Which approach do you favour?

sjperkins avatar Jul 10 '24 07:07 sjperkins

I'm travelling in July but I'll try find space to swap the S3CrtClient into the test cases.

sjperkins avatar Jul 10 '24 07:07 sjperkins

I'm currently getting these aws libraries up to aws-crt-cpp imported into our internal build system. I think that I'd like to start with the aws-crt-cpp / aws_c_s3 libraries.

The aws-cpp-sdk-s3-crt library seems to be built on the aws-c-s3 + aws-crt-cpp along with autogenerated mechanisms to parse the xml responses (in the model directory). However it's likely that the raw aws-c-s3 libraries will have most of the official retry, etc. done without the xml response parsing, and I'd like to target that as a first attempt.

To that end I may import the third_party bits that you have here. If you had time to separate that into a distinct pull request it would be great.

laramiel avatar Jul 10 '24 17:07 laramiel

I'm currently getting these aws libraries up to aws-crt-cpp imported into our internal build system. I think that I'd like to start with the aws-crt-cpp / aws_c_s3 libraries.
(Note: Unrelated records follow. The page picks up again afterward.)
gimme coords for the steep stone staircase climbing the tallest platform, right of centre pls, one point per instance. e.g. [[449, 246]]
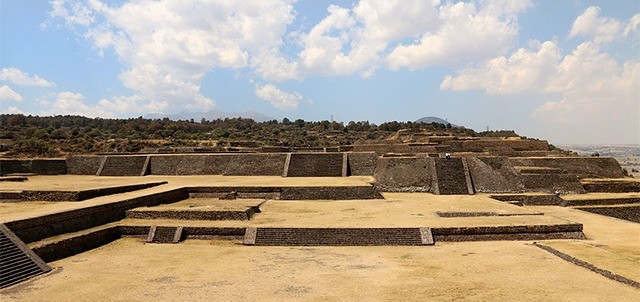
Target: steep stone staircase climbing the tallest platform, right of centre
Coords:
[[451, 177]]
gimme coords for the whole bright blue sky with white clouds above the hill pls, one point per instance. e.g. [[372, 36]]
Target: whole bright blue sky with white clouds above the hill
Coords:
[[566, 71]]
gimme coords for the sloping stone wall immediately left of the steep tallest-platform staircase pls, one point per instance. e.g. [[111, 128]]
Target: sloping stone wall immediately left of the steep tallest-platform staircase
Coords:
[[405, 174]]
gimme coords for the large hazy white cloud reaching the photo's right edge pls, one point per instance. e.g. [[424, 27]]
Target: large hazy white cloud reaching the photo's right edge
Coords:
[[586, 89]]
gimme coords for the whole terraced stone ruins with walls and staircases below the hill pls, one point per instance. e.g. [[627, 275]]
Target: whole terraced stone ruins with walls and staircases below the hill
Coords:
[[518, 172]]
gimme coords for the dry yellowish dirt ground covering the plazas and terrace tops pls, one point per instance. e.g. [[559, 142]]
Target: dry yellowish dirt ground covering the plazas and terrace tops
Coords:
[[205, 270]]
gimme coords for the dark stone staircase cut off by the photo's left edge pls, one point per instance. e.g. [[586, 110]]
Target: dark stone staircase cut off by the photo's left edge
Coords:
[[17, 262]]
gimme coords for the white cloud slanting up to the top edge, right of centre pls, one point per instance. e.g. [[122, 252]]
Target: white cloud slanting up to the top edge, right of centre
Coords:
[[468, 32]]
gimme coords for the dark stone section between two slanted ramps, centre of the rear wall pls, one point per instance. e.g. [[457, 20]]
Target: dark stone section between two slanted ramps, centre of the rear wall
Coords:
[[315, 164]]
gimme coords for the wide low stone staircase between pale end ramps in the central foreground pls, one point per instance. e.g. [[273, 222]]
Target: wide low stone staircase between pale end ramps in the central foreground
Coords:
[[338, 236]]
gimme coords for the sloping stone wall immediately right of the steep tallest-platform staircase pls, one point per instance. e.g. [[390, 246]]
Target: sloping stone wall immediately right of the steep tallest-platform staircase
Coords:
[[494, 175]]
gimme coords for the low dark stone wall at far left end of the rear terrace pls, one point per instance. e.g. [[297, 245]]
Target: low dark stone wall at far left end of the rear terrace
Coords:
[[35, 166]]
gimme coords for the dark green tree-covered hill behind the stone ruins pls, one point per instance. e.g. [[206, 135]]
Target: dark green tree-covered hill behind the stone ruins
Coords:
[[55, 136]]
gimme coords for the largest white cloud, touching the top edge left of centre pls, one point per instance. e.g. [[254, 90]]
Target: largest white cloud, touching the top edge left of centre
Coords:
[[171, 45]]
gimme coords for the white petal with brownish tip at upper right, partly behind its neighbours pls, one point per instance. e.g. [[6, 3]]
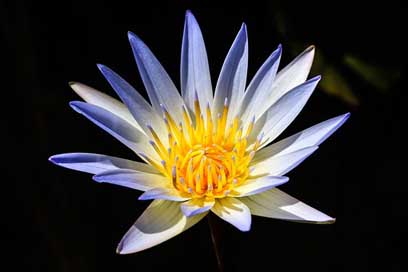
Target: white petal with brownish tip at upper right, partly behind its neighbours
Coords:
[[289, 77]]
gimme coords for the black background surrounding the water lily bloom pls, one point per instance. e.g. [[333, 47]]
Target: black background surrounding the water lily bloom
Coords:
[[59, 220]]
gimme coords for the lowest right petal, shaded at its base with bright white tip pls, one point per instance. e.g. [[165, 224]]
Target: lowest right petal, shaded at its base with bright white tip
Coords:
[[277, 204]]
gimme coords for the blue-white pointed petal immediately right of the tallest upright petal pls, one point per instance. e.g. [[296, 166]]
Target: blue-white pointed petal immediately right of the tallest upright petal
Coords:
[[232, 79]]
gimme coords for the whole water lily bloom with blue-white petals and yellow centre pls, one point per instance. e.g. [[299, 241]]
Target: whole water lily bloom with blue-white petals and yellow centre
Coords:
[[204, 151]]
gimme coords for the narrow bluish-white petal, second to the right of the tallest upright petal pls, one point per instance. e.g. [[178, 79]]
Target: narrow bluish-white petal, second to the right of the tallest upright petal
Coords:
[[260, 87]]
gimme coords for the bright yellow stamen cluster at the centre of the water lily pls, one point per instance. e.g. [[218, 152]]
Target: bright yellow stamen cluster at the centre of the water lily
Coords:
[[204, 157]]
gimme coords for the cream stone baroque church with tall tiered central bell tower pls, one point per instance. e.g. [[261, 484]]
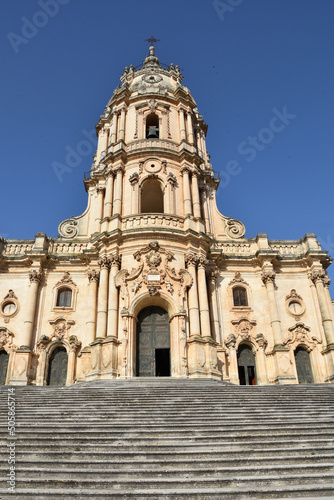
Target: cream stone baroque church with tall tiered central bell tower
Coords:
[[152, 280]]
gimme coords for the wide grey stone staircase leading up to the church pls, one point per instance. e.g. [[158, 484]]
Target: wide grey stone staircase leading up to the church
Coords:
[[170, 439]]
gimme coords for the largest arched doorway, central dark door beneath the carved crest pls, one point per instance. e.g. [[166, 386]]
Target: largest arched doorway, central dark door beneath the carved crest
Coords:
[[153, 343]]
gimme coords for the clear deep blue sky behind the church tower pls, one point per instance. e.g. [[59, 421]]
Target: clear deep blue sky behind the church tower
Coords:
[[245, 62]]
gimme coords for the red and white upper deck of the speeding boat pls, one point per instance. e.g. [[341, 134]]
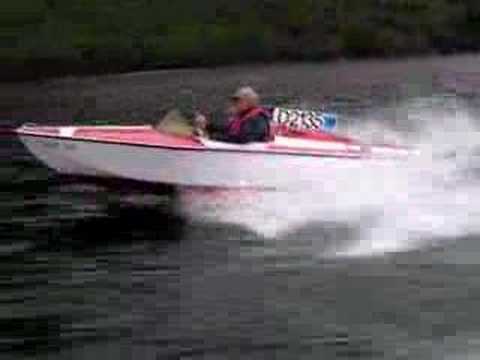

The aws-cpp-sdk-s3-crt library seems to be built on the aws-c-s3 + aws-crt-cpp along with autogenerated mechanisms to parse the xml responses (in the model directory). However it's likely that the raw aws-c-s3 libraries will have most of the official retry, etc. done without the xml response parsing, and I'd like to target that as a first attempt.

To that end I may import the third_party bits that you have here. If you had time to separate that into a distinct pull request it would be great.

Sure. I'll aim to make that available by the end of this week,

sjperkins avatar Jul 10 '24 17:07 sjperkins

... I actually plan on getting the third_party working since it needs to work for windows / mac. So just stay tuned.

Basic changes that I've made:

All the aws libraries now start with aws_... rather than github_com_aws...

The BUILD files are all slightly incorrect. Most of them use something like srcs = glob([ "includes/**/*.h", "sources/**/*.c" ]), however the "public" .h files should be globbed into hdrs = ...

Then there are some other changes to make aws_c_common / aws_c_io work based on the CMakeLists.txt files for those repositories.

laramiel avatar Jul 10 '24 21:07 laramiel

... I actually plan on getting the third_party working since it needs to work for windows / mac. So just stay tuned.

OK, just to overcommunicate: I take this to mean to hold off on the aws third_party PR. Let me know if I'm misinterpreting, otherwise I'll wait on your changes :-)

However it's likely that the raw aws-c-s3 libraries will have most of the official retry, etc. done without the xml response parsing, and I'd like to target that as a first attempt.

I had a closer look at aws-c-s3. It does advertise retry logic and there's also endpoint resolution code. Given the reduced dependency footprint I could see why this would be an appealing direction to take.

Edit: It's also got some xml response parsing: https://github.com/awslabs/aws-c-s3/blob/51e24febe7542466a998a1e8fee7ac3785084f55/source/s3_list_parts.c#L57-L160

sjperkins avatar Jul 11 '24 07:07 sjperkins

Yes; I published my WIP here for now: https://github.com/google/tensorstore/pull/177

I think that it's pretty close.

laramiel avatar Jul 11 '24 22:07 laramiel

Thanks, that build looks more comprehensive. Regarding the aws-c-s3 approach, I could try a PR on this when I return at the start of August. If that timeline is too far out for any deliverables, please don't wait on me :-)

I'll aim to integrate those libraries into this branch at about the same time.

sjperkins avatar Jul 14 '24 15:07 sjperkins

I don't have a timeline for updating s3; I work on it in between other things, somewhat like you do.

Anyway, some pointers / ideas.

The aws-c-s3 github repository has an s3 sample which covers most of what we need to do with s3: reading and listing. https://github.com/awslabs/aws-c-s3/blob/main/samples/s3/

laramiel avatar Jul 15 '24 17:07 laramiel

I could try a PR on this when I return at the start of August.

Apologies, I haven't had time to get to this due to time off sick and conferences. Hoping to pick it up next week.

sjperkins avatar Aug 12 '24 07:08 sjperkins

S3 now supports conditional writes, although other implementations may not:

https://aws.amazon.com/about-aws/whats-new/2024/08/amazon-s3-conditional-writes/

sjperkins avatar Aug 21 '24 05:08 sjperkins

Apologies, I haven't had time to get to this due to time off sick and conferences. Hoping to pick it up next week.

I need to get some releases out. I'm still interested, but I'm not sure when I'll have space in the near future.

sjperkins avatar Aug 29 '24 19:08 sjperkins